The Cambridge History of English and American Literature in 18 Volumes (1907–21).
VOLUME XV. Colonial and Revolutionary Literature; Early National Literature, Part I.
§ 7. The Virginia Gazette
Early theatrical notices may also be followed in The Virginia Gazette, a paper of unusual excellence, edited by William Parks in Williamsburg, the old capital of Virginia. Here The Busy-Body, The Recruiting Officer, and The Beaux-Stratagem were all performed, often by amateurs, though professionals were known as early as 1716 in Williamsburg. Life in Williamsburg in 1736 had a more cosmopolitan quality than in other towns. A sprightly essay-serial called The Monitor, which fills the first page of The Virginia Gazette for twenty-two numbers, probably reflects not only the social life of the capital, but also the newer fashion in such periodical work.

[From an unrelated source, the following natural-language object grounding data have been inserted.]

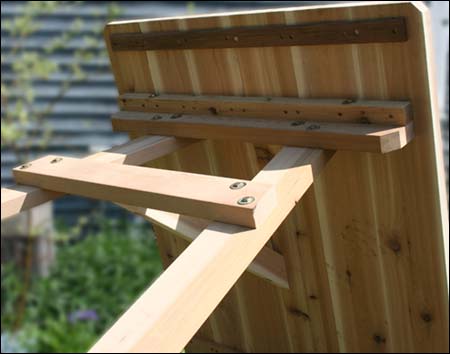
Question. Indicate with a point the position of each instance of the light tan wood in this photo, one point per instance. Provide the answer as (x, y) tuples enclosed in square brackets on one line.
[(199, 345), (343, 110), (16, 199), (268, 264), (335, 136), (168, 314), (198, 195), (367, 263)]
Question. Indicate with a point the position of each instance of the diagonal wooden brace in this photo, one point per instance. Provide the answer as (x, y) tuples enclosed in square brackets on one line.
[(221, 251), (268, 264)]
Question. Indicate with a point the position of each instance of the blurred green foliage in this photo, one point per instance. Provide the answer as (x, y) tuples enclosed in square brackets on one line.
[(23, 123), (92, 282)]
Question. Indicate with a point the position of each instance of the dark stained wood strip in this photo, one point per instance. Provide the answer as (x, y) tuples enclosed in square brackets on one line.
[(328, 136), (335, 32), (334, 110)]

It is dramatic in method, with vividly realized characters who gossip and chat over games of piquet or at the theatre. The Beaux-Stratagem, which had been played in Williamsburg three weeks before, is mentioned as delightful enough to make one of the ladies commit the indiscretion of giggling. The Monitor represents a kind of light social satire unusual in the colonies.

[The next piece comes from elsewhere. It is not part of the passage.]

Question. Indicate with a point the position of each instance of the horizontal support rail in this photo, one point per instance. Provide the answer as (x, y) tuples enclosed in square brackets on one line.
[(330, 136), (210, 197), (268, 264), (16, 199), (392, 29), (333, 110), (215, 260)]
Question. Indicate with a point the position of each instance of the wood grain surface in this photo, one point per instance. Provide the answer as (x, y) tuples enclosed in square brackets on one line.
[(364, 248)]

Satire of a heavier sort when attempted by newspaper writers was never long sustained above mere invective, though it sometimes began with tolerable Hudibrastic or Popean couplets. The Dunciad and Hudibras were well known and often quoted in such bitter controversies as the famous Whitefield warfare in Charleston between 1740 and 1745. A Tale of a Tub and Gulliver’s Travels also furnished admirable epithets for one’s foes. Occasionally some journalist tried to moderate the heat of battle by recurring to the dignity of Addison. In political controversy, especially if he happened to be a liberal, he preferred Cato’s Letters, Locke, or Algernon Sidney, throughout the early period. Thus it was that the colonists from Boston to Savannah were constantly imbibing advanced British constitutional theories.